Welcome to my little blog. I’m writing a book which has the loose title above (don’t worry, it’ll almost certainly change by the time it comes to be published). And I wondered if you’d like to help, in return for acknowledgements in the book itself.
Some obvious questions:
1) Who are you?
I’m Charles Arthur. I’m technology editor at The Guardian.
2) What’s the book really about, though?
It’s trying to examine the various battles that these three companies have fought, and continue to fight, in their various fields; each has won at least one (Microsoft beat Apple in personal computing, Apple beat Microsoft in iPods, Google beat Microsoft in search, and now Apple and Google are battling each other – and Microsoft – in smartphones. (At the moment you could say Google has the upper hand, judged by the number of phones running its Android platform sold this year. But is that the correct way to measure success? That’s the sort of question I’ll try to answer.)
3) What are you hoping to find out/demonstrate?
What the business processes and working practices are and were inside and outside those companies which led to their various successes and failures. Why did almost the same strategy lead to failure for Apple in PCs and success in iPods?

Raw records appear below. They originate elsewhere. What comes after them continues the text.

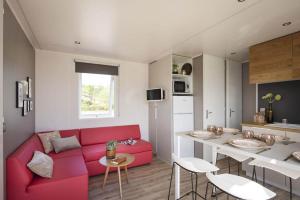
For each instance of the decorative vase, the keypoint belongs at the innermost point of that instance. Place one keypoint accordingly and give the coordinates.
(269, 114)
(110, 154)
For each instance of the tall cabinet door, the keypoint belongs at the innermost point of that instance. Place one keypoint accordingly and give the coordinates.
(213, 95)
(233, 94)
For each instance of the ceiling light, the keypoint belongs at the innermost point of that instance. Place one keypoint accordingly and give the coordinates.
(286, 23)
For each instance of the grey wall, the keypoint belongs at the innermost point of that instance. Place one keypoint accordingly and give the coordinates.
(249, 95)
(160, 76)
(18, 63)
(288, 107)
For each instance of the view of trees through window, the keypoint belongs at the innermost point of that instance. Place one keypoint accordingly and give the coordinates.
(97, 95)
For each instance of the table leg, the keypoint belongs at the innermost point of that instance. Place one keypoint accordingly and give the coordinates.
(105, 177)
(120, 182)
(126, 173)
(177, 171)
(214, 155)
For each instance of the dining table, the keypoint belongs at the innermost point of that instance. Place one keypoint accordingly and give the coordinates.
(279, 153)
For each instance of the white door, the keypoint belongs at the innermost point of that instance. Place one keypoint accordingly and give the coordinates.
(184, 122)
(233, 94)
(213, 95)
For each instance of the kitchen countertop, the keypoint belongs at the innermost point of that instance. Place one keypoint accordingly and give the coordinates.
(253, 124)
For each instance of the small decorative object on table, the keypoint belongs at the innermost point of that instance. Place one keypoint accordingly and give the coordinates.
(118, 160)
(111, 147)
(268, 139)
(219, 131)
(248, 134)
(270, 99)
(211, 128)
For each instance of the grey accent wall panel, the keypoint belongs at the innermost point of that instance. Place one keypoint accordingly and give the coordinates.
(288, 107)
(249, 95)
(160, 76)
(18, 63)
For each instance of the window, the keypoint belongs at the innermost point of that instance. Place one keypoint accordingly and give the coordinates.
(97, 95)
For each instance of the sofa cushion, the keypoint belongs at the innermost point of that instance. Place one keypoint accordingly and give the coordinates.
(41, 164)
(93, 152)
(90, 136)
(68, 153)
(70, 181)
(18, 175)
(139, 146)
(64, 168)
(46, 140)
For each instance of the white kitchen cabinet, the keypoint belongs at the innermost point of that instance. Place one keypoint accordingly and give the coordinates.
(233, 94)
(209, 100)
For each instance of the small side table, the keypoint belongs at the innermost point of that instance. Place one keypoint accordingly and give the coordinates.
(107, 162)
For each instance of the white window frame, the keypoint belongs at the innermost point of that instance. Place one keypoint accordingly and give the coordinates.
(115, 81)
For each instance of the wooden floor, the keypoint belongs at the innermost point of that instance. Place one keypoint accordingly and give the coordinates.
(151, 182)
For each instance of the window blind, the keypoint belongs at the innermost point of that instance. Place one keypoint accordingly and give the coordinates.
(92, 68)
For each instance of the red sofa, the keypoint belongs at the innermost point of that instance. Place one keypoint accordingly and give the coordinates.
(72, 167)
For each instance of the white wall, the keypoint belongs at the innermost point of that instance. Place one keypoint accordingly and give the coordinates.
(57, 93)
(1, 102)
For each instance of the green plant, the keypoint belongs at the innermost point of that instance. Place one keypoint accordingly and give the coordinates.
(270, 98)
(111, 145)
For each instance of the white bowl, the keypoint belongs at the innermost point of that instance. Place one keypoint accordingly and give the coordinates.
(230, 130)
(250, 144)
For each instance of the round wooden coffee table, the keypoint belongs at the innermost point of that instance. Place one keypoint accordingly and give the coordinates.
(107, 162)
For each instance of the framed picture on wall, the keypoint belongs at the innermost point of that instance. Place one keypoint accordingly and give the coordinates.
(25, 87)
(19, 95)
(31, 105)
(25, 108)
(29, 80)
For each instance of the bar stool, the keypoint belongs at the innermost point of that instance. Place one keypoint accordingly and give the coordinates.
(239, 187)
(239, 158)
(292, 174)
(194, 166)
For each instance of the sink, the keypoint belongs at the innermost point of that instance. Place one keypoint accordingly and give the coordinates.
(282, 125)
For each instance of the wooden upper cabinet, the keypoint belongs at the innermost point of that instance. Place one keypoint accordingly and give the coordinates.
(272, 61)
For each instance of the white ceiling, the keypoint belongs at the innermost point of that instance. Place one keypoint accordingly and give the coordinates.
(144, 30)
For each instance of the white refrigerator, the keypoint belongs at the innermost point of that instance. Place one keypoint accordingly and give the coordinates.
(183, 120)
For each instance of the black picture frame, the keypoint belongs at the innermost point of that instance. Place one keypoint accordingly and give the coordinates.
(25, 108)
(29, 80)
(19, 94)
(31, 105)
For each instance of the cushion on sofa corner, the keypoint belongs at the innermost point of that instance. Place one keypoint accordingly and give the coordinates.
(41, 164)
(46, 140)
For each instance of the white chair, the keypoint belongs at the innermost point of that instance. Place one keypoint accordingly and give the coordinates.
(239, 158)
(239, 187)
(292, 174)
(194, 166)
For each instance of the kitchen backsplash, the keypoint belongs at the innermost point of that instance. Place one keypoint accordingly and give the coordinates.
(289, 106)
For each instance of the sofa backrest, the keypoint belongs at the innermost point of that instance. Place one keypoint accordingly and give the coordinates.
(102, 135)
(66, 133)
(18, 176)
(69, 133)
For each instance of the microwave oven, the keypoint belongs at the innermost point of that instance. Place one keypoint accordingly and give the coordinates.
(181, 86)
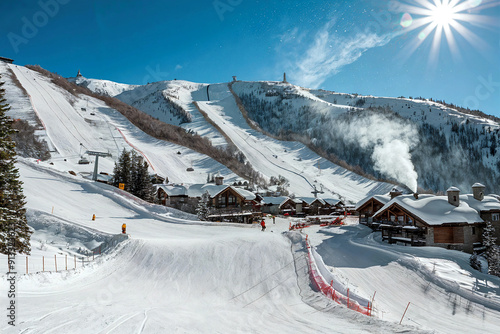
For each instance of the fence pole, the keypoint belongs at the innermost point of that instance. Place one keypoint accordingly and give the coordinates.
(404, 313)
(347, 297)
(373, 299)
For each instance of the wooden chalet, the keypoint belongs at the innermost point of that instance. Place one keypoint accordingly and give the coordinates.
(368, 206)
(6, 60)
(227, 203)
(453, 221)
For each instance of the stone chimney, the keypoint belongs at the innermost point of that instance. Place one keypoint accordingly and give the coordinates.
(219, 179)
(395, 192)
(478, 191)
(453, 196)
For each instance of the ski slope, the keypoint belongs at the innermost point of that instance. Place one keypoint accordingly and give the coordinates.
(178, 275)
(302, 167)
(75, 125)
(172, 275)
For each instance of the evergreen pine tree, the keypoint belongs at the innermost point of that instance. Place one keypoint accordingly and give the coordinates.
(474, 262)
(135, 162)
(14, 230)
(121, 172)
(492, 252)
(202, 210)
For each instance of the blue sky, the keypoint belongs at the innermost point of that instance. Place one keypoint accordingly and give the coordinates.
(361, 46)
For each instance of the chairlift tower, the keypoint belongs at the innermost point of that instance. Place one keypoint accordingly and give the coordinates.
(97, 155)
(316, 191)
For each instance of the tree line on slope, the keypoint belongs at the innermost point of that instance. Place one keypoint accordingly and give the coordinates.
(161, 130)
(131, 170)
(439, 159)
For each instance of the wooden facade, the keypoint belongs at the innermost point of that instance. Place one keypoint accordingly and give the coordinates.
(367, 210)
(400, 225)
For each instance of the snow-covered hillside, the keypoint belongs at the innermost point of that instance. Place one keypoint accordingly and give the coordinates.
(104, 87)
(222, 119)
(73, 125)
(179, 275)
(176, 274)
(415, 142)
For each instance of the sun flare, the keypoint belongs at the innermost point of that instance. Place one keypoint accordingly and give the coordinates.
(443, 14)
(443, 21)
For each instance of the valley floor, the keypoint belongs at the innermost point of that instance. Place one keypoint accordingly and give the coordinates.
(178, 275)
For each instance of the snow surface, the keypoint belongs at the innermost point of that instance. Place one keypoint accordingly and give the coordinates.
(72, 131)
(178, 275)
(303, 168)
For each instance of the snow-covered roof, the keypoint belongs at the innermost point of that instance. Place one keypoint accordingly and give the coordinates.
(488, 203)
(381, 198)
(436, 210)
(196, 190)
(248, 195)
(332, 201)
(173, 190)
(274, 200)
(310, 200)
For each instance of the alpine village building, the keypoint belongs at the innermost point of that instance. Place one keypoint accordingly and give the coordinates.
(453, 221)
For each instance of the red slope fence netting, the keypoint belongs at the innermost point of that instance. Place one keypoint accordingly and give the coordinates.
(326, 288)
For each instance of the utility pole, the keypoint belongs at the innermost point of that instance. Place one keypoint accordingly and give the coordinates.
(97, 155)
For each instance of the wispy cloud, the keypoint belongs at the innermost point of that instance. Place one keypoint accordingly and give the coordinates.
(311, 64)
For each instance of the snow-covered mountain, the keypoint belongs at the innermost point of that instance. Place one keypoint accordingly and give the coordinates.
(175, 274)
(414, 142)
(211, 111)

Why didn’t Microsoft think search was important when Google did?
4) What do you want from us readers of this blog?
Some help, a little crowdsourcing, insights, advice, that sort of thing.
First, if you are or were an Apple, Microsoft or Google employee and have insights about the processes that led to any of these decisions, then I’d love to hear from you. You can remain as anonymous as you like; email me on email@example.com. Details of when and so on would all be helpful.
For non-ex-or-present employees at those places, your input is still helpful: for instance, there are lots of things where I might appreciate a fact-check, or a thought. I’ll try to post regularly here, and maybe invite commentary.
I do want to emphasise that I want this to be a book which will give insight into business practice, and give us the wider picture – so that when we’re trying to analyse whether a company with a plan is going to make a success of it, we can watch its various moves and say “well, this is like that failed strategy, but this is like that successful one.. so on balance…” It’s definitely *not* about “X is better than Y so nyaah”. I’ll probably just delete any comments like that.
And I think we can agree – can’t we? – that in this trio of companies we have the triumvurate: the focus on design, on management, on (software) engineering. If we can draw lessons from what they did, then we ought to be well set up for other things too.